In calculus, the concept of a definite integral is fundamental for finding the area under a curve. Specifically, it involves computing the total "net" area between a given function and the x-axis over a closed interval.
To solve for the area under the function \( t(x) = 6 - x \) from some point \( x \) to 6, we use the definite integral \( \int_{x}^{6} (6 - x) \, dx \). This calculation helps us understand the accumulation of values from the starting point \( x \) to the endpoint 6.

• Understanding the limits: The values at the bottom \( x \) and top \( 6 \) of the integral represent the starting and ending points of the area computation.
• Overall, definite integrals help turn continuous growth, decrease, or fluctuation into a tangible value, often representing physical quantities like distance, area, or volume.

The antiderivative, or the indefinite integral, is the reverse process of differentiation.
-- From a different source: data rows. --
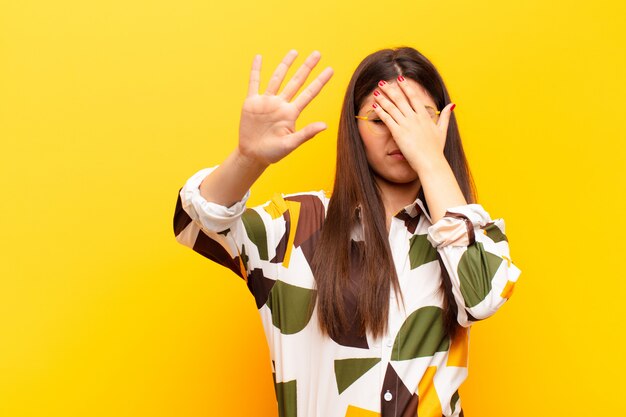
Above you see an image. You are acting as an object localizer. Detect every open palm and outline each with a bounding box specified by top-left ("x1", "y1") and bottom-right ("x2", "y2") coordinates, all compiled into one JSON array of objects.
[{"x1": 239, "y1": 50, "x2": 333, "y2": 165}]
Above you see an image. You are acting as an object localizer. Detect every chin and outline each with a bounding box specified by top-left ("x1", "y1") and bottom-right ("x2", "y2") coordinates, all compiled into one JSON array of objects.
[{"x1": 376, "y1": 164, "x2": 419, "y2": 184}]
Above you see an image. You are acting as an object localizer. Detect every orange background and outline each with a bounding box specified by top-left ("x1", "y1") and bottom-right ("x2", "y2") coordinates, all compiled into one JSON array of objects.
[{"x1": 0, "y1": 0, "x2": 626, "y2": 417}]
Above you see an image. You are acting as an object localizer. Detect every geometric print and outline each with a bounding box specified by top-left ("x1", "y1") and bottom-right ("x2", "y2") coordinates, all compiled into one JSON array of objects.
[{"x1": 173, "y1": 167, "x2": 521, "y2": 417}]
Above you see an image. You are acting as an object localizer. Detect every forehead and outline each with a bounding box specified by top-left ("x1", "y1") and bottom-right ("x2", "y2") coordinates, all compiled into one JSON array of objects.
[{"x1": 361, "y1": 78, "x2": 437, "y2": 109}]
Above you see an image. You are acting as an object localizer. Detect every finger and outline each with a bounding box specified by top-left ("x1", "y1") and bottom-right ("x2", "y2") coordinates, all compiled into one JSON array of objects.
[
  {"x1": 285, "y1": 122, "x2": 328, "y2": 152},
  {"x1": 280, "y1": 51, "x2": 322, "y2": 101},
  {"x1": 397, "y1": 77, "x2": 432, "y2": 120},
  {"x1": 373, "y1": 85, "x2": 406, "y2": 123},
  {"x1": 248, "y1": 54, "x2": 261, "y2": 97},
  {"x1": 372, "y1": 103, "x2": 398, "y2": 131},
  {"x1": 437, "y1": 103, "x2": 456, "y2": 132},
  {"x1": 265, "y1": 49, "x2": 298, "y2": 95},
  {"x1": 293, "y1": 67, "x2": 334, "y2": 112},
  {"x1": 378, "y1": 80, "x2": 415, "y2": 117}
]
Through integration, we find a function whose derivative returns the original function we started with.
In the exercise, the task was to compute the antiderivative of \( t(x) = 6 - x \). This involves finding a function \( F(x) \) such that its derivative \( F'(x) \) would equal \( t(x) \).

• For \( 6 \), the antiderivative is \( 6x \).
• For \( -x \), the antiderivative is \( -\frac{x^2}{2} \).

Thus, the complete antiderivative of \( t(x) = 6 - x \) is \( 6x - \frac{x^2}{2} \). This result allows us to integrate any instance of \( t(x) \) over its domain.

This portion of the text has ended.